About three years ago, my oven died – again. In the past, Husband had always fixed it for me, but (1) I don’t think he can fix stuff any more and (2) the stove was thirty years old and maybe I deserved a new one. So I went out and bought what I had wanted since the first time I saw one – a stove with a flat cook-top. Maybe it would need special care, but I didn’t mind. At least I would never again have to clean under the burners after Husband cooked.
Y’know what? I should have done it years ago. I have carefully demonstrated to Husband how to use the new stove, but he’s afraid of it. He doesn’t fry eggs any more, or leave saucepans with leftover coffee, or… If only I had known.
I love the stove, but I don’t use it much. Mostly I’m just cooking for myself. When you’re cooking for one, it’s much easier to use the microwave, the toaster oven, the little grill. (Thank you, George Foreman.) I’m reminded of a friend, newly widowed, who asked my mother, “how do you cook for one?” Mother’s answer was wholly inappropriate, though it worked for her: “Cook for two, then freeze half.”

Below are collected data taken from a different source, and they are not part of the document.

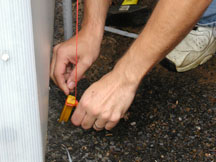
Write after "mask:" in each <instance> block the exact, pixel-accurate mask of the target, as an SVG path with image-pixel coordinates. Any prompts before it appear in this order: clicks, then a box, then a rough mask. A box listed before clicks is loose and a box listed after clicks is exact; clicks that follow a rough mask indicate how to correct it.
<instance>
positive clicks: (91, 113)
mask: <svg viewBox="0 0 216 162" xmlns="http://www.w3.org/2000/svg"><path fill="white" fill-rule="evenodd" d="M91 114H92V115H93V116H98V115H99V114H100V111H99V109H92V111H91Z"/></svg>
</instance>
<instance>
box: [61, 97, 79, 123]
mask: <svg viewBox="0 0 216 162" xmlns="http://www.w3.org/2000/svg"><path fill="white" fill-rule="evenodd" d="M77 105H78V101H77V100H76V97H74V96H71V95H69V96H68V97H67V99H66V101H65V105H64V108H63V110H62V113H61V116H60V118H59V120H58V121H59V122H62V121H64V122H67V121H68V119H69V117H70V115H71V112H72V110H73V108H74V107H76V106H77Z"/></svg>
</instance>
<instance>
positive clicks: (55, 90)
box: [46, 0, 216, 162]
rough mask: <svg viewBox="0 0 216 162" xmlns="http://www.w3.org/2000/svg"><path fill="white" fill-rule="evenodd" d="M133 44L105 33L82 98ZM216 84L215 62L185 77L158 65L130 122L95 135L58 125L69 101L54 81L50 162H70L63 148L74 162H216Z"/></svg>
mask: <svg viewBox="0 0 216 162" xmlns="http://www.w3.org/2000/svg"><path fill="white" fill-rule="evenodd" d="M56 2H57V3H56V16H55V33H54V44H57V43H59V42H62V41H63V27H62V14H61V13H62V5H61V1H60V0H57V1H56ZM73 7H75V4H73ZM81 7H82V6H81ZM81 10H82V8H81ZM81 16H82V14H81V13H80V18H81ZM127 29H128V30H131V31H137V32H139V30H140V29H138V28H137V29H134V28H131V29H130V28H127ZM132 42H133V40H132V39H130V38H125V37H121V36H117V35H114V34H110V33H105V36H104V39H103V42H102V46H101V55H100V57H99V58H98V60H97V61H96V62H95V64H94V65H93V66H92V67H91V69H90V70H89V71H88V72H87V74H86V78H84V79H83V80H82V81H81V82H80V83H79V85H78V98H80V97H81V95H82V94H83V92H84V91H85V90H86V89H87V88H88V87H89V85H91V84H92V83H93V82H94V81H96V80H98V79H99V78H100V77H102V76H103V75H104V74H105V73H107V72H108V71H110V70H111V69H112V67H113V66H114V65H115V63H116V61H117V60H118V59H119V58H120V57H121V56H122V55H123V54H124V52H125V51H126V50H127V47H128V46H129V45H130V44H131V43H132ZM215 83H216V57H214V58H213V59H211V60H210V61H208V62H207V63H206V64H204V65H203V66H200V67H198V68H196V69H194V70H191V71H189V72H186V73H175V72H170V71H168V70H167V69H165V68H163V67H162V66H161V65H157V66H156V67H155V68H153V70H152V71H151V72H150V73H149V74H148V75H147V76H146V77H145V78H144V79H143V81H142V83H141V85H140V87H139V89H138V91H137V94H136V97H135V99H134V102H133V104H132V105H131V107H130V109H129V112H128V113H127V116H126V117H125V118H124V119H122V120H121V121H120V123H119V124H118V125H117V126H116V127H115V128H114V129H113V130H112V131H106V130H103V131H101V132H96V131H94V130H93V129H91V130H87V131H86V130H83V129H81V128H79V127H75V126H73V125H72V124H71V122H67V123H58V122H57V120H58V118H59V116H60V113H61V110H62V107H63V105H64V102H65V98H66V96H65V95H64V94H63V92H62V91H61V90H60V89H59V88H58V87H56V86H55V85H54V83H53V82H52V81H50V98H49V99H50V106H49V121H48V135H47V138H48V143H47V150H46V161H47V162H68V155H67V151H66V150H65V147H66V148H67V149H68V151H69V153H70V155H71V158H72V160H73V162H161V161H172V162H173V161H176V162H177V161H180V162H181V161H183V162H185V161H187V162H200V161H206V162H211V161H212V162H213V161H216V84H215Z"/></svg>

U.D. has not only has special dietary needs, she is also a fanatical vegetarian. Husband seems to prefer junk - Twinkies, Ring-Dings, Little Debbies – whatever. Maybe the preservatives are keeping him alive. In any case, he has his own schedule, and he knows that I’m not going to get up at 10 p.m. to cook just for him.
Even for foods he used to like, he doesn’t eat a whole serving at one time. Occasionally I’ll make him a nice (home-made) burger. He eats half and saves the rest for tomorrow. I’ve had meat loaf – his favorite – go green in the refrigerator. So I’ve learned not to prepare too much of anything at one time. For myself, it’s a chop or a small steak or a piece of chicken. Maybe a small salad – but if I buy a head of lettuce or even a bag of mixed salad, it will rot before I can use it up.
Recently I made chicken soup. I froze most of it, because Husband didn’t want any. I keep reminding myself that my mother did it every week because my father liked it. After watching her struggle, I knew enough to devise a few shortcuts. (For example, scissors work better than a knife on chicken.) The hardest thing is to remember that we don’t keep the same staples in the house, because they spoil. I remembered to buy celery and onions, but I forgot the carrots.
One of the nicest things about this stove is that I don’t have to keep lifting the heavy soup pot. When I have to move it because the soup is boiling too much, I just slide it to a burner that isn’t so hot. I’ve never been good with lifting stuff off the stove because I’m too short.
I actually cooked twice this weekend. I made meat loaf and took most of it to M.D.’s house, where she and Son-in-Law can enjoy it. We kept a little one here, and I will eat most of it over the next week. Then I made eggplant because it may be the last time I’ll get a good buy on it this season. Perhaps U.D. will help me eat it. If I ate as much as I wanted, my sugar would go up…
A lady I know says she’s turned her stove into a planter. I know just what she means.